(5) James Joyce
Joyce's mastery of language and inventiveness with new literary forms made him possibly the most critically acclaimed and influential novelist of the 20th century. Ulysses, Finnegans Wake, Dubliners, and A Portrait of the Artist as a Young Man are all firmly entrenched in the modern canon, and although his wildly experimental tendencies make reading his work tedious, it's tough to deny that Joyce had a pretty firm grasp of human nature.
(12) Bill Simmons
Simmons, better known as ESPN's Sports Guy, changed the sports journalism game earlier this decade by foregoing all of the field's tired conventions and giving fans what they really wanted: something written from their point of view. By eschewing locker rooms and insider access, Simmons was able to inject a new sensibility into sports writing, one that used a relentlessly playful and sarcastic tone, myriad references to 80's movies, unapologetic Boston homer-ism, and Simmons' always-sharp sense of humor in lieu of banal postgame quotes from players. It worked. The Sports Guy's columns became required reading for sports fans, while everyone else's writing started to feel a little bland by comparison.
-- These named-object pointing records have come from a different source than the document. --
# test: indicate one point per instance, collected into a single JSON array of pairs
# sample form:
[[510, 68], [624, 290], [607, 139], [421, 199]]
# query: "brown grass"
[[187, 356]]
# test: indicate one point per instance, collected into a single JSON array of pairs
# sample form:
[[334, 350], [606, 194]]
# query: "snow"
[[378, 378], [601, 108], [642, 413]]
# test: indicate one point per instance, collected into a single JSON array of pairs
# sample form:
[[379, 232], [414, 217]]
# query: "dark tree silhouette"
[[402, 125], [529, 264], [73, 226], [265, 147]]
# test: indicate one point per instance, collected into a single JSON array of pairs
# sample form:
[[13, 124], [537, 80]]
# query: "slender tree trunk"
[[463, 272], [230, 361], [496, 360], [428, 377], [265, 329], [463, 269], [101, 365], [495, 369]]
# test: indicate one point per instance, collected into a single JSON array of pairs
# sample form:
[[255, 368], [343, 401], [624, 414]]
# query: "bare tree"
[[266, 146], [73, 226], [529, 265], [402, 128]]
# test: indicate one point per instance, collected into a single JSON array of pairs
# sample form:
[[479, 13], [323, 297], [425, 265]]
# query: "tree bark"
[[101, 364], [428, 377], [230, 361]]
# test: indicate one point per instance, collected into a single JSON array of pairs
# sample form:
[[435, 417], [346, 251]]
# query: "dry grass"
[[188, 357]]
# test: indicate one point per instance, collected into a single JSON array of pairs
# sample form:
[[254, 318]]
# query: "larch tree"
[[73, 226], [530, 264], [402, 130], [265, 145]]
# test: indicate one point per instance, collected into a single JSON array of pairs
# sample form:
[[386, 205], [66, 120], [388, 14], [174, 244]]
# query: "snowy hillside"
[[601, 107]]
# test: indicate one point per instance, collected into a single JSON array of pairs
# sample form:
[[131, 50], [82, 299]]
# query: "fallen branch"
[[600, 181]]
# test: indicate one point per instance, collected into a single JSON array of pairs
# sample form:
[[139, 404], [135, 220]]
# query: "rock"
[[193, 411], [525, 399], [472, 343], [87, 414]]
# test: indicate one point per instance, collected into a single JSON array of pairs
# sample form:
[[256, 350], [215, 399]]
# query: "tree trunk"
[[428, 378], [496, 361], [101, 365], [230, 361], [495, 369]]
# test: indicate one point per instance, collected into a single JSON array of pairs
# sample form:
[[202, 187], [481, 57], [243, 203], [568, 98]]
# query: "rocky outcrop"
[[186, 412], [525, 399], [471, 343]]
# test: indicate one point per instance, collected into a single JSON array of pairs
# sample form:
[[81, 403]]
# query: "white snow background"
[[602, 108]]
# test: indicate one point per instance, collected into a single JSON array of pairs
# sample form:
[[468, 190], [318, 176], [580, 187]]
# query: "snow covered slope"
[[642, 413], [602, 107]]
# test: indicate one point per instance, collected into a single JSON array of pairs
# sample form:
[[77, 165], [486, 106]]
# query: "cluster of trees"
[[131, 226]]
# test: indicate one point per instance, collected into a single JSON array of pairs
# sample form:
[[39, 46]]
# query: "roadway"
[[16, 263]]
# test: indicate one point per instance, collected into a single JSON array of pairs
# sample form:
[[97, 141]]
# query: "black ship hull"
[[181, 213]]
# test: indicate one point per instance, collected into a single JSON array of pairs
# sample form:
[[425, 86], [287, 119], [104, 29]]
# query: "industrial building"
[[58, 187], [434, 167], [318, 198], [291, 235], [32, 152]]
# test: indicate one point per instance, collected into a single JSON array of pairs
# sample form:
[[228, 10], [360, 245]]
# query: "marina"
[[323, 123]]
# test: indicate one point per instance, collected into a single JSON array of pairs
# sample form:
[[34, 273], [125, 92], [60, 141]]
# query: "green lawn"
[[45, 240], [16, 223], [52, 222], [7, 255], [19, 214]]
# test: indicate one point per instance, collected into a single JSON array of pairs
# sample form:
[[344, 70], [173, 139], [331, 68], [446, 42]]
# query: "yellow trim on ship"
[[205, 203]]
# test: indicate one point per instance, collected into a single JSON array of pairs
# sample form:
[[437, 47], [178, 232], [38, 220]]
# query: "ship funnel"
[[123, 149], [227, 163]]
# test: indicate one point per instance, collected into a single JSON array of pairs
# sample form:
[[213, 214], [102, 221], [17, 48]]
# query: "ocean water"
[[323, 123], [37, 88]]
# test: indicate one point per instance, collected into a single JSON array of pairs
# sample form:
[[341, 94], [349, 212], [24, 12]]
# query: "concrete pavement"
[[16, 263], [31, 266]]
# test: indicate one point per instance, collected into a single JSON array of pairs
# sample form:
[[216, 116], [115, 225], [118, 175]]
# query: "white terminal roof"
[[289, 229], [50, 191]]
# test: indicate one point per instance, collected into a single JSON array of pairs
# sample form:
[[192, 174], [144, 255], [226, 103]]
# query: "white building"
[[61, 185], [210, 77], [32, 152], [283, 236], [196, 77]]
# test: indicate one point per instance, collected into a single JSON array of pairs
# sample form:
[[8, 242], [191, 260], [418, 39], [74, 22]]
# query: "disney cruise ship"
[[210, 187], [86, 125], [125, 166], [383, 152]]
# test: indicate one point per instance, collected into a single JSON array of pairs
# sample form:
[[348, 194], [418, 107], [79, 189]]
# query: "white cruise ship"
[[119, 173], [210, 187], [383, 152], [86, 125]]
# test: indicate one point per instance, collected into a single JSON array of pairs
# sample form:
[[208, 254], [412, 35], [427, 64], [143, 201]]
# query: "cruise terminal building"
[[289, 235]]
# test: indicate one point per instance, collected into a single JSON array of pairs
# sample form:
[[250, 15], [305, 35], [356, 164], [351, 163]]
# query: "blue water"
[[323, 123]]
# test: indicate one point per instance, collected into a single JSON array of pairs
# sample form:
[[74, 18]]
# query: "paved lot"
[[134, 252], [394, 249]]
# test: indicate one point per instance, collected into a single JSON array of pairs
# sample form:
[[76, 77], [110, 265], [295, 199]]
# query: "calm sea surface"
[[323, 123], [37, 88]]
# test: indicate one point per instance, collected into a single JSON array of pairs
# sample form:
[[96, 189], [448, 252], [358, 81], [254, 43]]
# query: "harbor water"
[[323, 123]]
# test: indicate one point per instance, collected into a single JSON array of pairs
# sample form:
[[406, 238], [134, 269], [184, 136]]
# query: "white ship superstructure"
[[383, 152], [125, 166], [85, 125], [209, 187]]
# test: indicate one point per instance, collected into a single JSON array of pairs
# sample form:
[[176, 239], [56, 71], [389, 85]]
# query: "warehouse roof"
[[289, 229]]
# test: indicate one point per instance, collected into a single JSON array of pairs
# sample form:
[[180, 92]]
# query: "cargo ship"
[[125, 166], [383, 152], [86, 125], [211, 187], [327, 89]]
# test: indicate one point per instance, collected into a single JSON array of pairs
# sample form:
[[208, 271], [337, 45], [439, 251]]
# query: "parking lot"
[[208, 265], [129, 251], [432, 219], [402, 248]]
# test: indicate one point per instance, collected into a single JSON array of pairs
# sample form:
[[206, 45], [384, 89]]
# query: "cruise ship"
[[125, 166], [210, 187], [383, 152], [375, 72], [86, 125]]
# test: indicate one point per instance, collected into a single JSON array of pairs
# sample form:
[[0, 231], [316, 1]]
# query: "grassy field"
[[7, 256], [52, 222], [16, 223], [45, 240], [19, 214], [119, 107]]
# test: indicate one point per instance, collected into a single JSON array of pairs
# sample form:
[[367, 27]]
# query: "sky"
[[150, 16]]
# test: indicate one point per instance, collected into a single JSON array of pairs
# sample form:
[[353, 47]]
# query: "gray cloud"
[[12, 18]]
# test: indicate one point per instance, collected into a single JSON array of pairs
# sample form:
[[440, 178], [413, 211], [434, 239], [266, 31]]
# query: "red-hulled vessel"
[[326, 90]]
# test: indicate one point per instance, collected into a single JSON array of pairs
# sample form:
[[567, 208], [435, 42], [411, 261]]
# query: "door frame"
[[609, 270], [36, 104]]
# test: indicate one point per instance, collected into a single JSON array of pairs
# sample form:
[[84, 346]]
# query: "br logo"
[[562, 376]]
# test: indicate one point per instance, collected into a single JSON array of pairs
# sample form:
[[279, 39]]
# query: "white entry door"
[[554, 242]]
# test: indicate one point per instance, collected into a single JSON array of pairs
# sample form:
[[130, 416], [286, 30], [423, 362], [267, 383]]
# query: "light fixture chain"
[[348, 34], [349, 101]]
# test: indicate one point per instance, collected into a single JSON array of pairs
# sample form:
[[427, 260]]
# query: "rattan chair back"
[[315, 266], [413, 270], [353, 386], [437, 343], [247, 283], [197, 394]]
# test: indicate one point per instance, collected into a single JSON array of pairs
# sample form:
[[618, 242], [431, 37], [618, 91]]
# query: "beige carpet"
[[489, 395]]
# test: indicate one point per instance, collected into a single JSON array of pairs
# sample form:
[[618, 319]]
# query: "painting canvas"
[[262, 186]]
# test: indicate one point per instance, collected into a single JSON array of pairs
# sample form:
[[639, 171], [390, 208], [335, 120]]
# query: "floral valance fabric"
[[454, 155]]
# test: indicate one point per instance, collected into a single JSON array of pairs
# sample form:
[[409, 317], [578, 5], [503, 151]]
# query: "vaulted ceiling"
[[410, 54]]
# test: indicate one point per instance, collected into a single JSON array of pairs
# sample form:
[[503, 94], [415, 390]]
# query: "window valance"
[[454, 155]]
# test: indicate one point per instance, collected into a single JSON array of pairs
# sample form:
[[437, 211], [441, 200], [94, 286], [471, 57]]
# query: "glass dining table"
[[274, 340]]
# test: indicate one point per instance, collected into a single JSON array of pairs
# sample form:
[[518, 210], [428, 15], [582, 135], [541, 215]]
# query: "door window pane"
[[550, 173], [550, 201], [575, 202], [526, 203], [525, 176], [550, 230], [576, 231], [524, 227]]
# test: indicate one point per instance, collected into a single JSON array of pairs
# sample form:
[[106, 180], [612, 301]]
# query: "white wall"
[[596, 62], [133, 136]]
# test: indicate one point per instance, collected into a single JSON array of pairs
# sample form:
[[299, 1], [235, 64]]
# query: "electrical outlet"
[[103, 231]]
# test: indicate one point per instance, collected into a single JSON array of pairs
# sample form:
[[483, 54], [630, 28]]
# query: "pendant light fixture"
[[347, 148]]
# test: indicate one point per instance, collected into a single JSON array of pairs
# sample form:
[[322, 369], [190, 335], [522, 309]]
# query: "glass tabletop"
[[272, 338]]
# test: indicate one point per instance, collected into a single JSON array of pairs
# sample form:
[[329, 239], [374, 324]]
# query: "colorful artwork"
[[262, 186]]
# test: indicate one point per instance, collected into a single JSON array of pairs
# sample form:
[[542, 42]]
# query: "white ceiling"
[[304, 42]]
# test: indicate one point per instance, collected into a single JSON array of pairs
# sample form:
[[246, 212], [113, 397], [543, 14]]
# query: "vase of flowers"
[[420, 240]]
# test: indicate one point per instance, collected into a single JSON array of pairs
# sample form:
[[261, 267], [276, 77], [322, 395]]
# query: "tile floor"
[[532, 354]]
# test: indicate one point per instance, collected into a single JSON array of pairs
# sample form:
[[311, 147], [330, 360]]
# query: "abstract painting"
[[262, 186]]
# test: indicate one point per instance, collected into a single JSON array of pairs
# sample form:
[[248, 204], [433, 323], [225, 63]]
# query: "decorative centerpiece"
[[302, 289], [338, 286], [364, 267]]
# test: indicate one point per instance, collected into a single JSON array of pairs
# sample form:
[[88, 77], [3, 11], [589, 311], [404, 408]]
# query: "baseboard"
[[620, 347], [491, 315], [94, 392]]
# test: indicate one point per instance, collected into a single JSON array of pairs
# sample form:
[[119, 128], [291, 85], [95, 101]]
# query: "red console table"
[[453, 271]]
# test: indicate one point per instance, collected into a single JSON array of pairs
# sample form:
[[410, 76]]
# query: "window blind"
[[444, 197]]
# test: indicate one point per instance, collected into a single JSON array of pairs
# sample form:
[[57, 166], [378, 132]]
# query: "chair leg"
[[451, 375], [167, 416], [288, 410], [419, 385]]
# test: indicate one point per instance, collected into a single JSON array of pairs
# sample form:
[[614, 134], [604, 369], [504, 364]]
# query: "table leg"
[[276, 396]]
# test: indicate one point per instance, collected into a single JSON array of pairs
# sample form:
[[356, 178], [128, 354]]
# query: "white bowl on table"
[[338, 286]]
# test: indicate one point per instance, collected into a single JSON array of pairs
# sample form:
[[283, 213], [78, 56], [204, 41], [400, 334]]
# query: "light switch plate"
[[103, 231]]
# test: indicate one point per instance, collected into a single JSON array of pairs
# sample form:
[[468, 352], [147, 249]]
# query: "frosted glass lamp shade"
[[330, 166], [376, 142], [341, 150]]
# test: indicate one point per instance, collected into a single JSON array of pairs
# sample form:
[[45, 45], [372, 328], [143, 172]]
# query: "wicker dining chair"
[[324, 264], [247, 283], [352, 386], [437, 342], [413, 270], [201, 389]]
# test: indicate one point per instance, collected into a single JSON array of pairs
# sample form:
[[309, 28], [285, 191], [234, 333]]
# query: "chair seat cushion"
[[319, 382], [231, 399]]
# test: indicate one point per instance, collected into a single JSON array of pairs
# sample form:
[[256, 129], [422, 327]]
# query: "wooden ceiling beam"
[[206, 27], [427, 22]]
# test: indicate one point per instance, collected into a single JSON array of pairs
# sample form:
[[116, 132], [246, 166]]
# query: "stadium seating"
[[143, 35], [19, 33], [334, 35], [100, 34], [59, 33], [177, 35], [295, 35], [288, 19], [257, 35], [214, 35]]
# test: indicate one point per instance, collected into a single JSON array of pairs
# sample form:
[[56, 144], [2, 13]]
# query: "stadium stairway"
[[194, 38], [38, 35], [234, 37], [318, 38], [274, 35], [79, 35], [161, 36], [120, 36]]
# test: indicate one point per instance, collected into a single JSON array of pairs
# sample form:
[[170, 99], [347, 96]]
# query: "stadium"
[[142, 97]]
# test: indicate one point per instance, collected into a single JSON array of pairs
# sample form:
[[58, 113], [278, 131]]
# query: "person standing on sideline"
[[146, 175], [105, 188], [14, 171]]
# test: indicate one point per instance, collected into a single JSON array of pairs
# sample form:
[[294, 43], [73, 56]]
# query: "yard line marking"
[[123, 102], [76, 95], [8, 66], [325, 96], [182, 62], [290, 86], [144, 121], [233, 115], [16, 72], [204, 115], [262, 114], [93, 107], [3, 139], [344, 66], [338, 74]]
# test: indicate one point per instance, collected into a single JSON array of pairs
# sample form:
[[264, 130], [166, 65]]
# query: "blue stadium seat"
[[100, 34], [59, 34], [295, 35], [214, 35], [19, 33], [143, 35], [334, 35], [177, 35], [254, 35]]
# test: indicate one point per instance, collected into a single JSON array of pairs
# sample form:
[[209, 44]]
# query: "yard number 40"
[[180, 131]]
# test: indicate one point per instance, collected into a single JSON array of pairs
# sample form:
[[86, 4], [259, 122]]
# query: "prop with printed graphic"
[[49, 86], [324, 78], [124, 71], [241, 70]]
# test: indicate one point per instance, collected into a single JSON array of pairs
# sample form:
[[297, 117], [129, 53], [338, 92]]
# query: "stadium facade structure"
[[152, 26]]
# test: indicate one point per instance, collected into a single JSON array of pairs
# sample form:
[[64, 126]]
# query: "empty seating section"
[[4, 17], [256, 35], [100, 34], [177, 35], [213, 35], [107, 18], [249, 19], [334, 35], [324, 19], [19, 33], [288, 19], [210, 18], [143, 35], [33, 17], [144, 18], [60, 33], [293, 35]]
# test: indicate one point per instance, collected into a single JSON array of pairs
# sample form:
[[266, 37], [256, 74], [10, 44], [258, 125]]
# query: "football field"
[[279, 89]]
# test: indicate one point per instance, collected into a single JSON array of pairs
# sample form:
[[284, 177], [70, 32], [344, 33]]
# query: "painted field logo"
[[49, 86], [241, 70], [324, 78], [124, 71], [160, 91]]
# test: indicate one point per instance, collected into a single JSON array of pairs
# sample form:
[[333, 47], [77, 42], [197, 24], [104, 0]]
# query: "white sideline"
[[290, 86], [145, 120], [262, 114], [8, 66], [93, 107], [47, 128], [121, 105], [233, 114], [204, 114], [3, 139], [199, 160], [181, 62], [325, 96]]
Both writers have a tendency to write incredibly long works. Both writers' outputs show a willingness to break with convention and test the limits of what their form can do. Both writers loved to mock Isiah Thomas' decision making with the Knicks. (At least we think that's what Joyce was doing in the Penelope episode of Ulysses.) As of yet, Simmons hasn't written anything quite as long as Ulysses, but his long-awaited forthcoming NBA book may in fact be 783 pages long. This one's a tough call.